There is something else too, something he would not dare talk about to his mother, especially not now. In Damascus, he was aware of occupying a unique place in the family, of enjoying the privilege of being the only son of an only son – the keeper of the family name, his grandfather had once explained. It meant not only that he was allowed more freedom than his sister but that, as he grew older, there were fewer restrictions on his movements than on those even of his mother and other older female members of the family. It was something that he had heard Brigitte and Anas argue about so that at times he had felt in himself the same divergence, the same struggle to accommodate conflicting ideas without success. Still, whatever the conflict, there was always the reassurance that it would be resolved, that the family, unbroken, would always win through.

But he is fearful that all that has been lost now, that in the rift between his mother and father, in the spaces between himself and his home, in the before and after of this war, his own life has been immeasurably altered, his future riven with uncertainty. And while having his German grandparents here helps soften the fall, Marwan knows that falling of some kind, that being thrust into the fearful unknown, has become inevitable not just for him but for his parents and sister too.

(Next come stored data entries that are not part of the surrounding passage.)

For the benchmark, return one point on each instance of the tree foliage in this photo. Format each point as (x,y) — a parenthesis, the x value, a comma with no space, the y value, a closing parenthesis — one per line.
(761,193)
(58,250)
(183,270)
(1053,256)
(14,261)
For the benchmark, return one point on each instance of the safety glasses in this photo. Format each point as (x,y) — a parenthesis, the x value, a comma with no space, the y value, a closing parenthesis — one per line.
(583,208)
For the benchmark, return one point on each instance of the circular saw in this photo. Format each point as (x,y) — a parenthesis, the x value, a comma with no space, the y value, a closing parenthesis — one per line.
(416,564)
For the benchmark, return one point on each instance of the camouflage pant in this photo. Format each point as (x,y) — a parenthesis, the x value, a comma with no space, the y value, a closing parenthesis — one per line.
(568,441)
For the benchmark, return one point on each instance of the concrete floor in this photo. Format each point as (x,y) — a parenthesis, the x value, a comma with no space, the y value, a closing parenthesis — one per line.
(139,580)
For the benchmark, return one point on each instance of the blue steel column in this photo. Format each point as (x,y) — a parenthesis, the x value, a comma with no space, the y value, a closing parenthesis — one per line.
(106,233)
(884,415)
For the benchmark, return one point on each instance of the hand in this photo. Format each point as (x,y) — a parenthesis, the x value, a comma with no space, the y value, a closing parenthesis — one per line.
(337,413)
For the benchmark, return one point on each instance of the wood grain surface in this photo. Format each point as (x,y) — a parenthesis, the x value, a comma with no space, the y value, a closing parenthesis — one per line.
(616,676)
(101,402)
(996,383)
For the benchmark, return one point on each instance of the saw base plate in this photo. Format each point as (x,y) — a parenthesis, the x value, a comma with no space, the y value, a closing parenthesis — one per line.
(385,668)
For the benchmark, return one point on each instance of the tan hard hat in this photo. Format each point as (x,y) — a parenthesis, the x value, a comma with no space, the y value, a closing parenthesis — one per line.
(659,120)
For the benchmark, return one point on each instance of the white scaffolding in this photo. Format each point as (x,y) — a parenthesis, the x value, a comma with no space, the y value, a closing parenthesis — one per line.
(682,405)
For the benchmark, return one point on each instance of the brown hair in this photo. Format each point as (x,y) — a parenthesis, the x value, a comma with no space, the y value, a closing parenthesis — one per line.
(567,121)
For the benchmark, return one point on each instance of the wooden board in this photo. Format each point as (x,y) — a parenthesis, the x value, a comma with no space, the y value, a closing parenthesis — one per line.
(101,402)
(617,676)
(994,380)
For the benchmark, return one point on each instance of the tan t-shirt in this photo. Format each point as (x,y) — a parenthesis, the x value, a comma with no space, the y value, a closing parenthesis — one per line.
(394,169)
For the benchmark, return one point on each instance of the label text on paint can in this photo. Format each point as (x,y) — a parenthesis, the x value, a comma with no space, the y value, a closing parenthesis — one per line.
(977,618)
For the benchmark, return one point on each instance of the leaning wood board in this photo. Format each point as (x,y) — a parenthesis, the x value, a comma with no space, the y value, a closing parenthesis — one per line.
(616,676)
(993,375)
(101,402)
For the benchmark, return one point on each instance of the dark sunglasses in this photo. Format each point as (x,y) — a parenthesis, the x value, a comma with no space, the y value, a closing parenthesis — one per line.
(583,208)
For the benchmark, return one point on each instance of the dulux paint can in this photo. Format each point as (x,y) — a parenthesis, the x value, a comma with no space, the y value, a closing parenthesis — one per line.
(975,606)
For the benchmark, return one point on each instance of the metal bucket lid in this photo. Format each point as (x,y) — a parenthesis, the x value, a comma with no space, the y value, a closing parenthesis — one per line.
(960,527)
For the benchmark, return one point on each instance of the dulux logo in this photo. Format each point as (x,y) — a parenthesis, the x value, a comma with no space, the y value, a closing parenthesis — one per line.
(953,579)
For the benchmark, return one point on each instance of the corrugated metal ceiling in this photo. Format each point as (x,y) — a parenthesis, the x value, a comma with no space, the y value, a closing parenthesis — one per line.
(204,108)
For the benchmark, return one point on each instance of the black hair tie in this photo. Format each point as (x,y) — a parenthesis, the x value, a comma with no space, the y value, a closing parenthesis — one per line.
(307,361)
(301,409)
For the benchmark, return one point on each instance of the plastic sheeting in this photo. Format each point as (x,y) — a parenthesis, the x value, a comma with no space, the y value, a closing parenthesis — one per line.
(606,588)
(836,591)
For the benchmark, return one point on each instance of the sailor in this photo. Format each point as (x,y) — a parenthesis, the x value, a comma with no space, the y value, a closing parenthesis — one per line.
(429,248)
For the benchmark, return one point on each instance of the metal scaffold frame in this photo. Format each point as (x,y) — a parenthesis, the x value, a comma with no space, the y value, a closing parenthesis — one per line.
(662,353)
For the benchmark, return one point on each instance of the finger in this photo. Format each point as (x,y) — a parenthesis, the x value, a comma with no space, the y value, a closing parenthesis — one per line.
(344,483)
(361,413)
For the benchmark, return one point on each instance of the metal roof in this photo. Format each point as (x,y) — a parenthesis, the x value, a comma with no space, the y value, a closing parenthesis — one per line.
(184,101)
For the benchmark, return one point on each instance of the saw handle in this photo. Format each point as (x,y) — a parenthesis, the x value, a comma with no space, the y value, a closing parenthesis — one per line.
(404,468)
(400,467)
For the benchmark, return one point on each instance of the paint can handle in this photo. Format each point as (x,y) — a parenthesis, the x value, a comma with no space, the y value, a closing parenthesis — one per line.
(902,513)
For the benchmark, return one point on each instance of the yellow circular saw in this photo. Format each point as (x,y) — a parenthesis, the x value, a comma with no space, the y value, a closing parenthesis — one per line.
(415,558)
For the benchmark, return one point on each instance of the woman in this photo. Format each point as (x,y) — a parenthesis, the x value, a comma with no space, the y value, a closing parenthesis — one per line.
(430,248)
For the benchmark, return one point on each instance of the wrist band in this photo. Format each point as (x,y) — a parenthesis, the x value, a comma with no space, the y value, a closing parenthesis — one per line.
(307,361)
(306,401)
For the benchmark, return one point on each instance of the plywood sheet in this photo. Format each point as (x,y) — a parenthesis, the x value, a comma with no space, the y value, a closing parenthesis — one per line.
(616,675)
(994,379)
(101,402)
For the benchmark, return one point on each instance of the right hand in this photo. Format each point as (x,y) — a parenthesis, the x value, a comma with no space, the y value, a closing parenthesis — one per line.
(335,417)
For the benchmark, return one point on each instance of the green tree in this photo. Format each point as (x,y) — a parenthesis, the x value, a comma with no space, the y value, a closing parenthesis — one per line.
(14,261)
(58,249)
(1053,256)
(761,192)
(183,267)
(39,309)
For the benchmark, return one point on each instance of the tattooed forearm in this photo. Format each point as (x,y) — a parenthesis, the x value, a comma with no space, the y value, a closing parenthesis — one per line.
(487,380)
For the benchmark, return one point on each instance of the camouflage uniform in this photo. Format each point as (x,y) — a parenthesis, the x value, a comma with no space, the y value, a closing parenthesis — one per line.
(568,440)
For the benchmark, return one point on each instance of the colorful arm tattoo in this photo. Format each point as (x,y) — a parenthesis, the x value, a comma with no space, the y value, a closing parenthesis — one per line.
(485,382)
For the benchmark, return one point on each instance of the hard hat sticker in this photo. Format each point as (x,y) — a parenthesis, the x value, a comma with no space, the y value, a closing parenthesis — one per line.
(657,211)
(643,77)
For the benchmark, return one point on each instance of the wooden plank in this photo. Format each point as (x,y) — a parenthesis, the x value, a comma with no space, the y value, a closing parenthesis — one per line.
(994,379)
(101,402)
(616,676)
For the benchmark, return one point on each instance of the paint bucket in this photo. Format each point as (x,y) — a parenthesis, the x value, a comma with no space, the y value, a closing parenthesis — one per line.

Rana comes running towards him, grabs his hand and pulls him out of his hiding place.

—Come see, come see, she squeals.

—What is it?

—I can slide down on my stomach now, really fast. Come watch.

She pulls at his arm but he stands his ground.

—Marwan, bitte?

He looks up to find Brigitte beside him and expects her to begin pleading with him again. Instead, she is smiling, her face open and with so much expectation in it that his heart leaps inside his chest.

—OK, I’ll come, he says. Just stop pulling at my arm, Rana.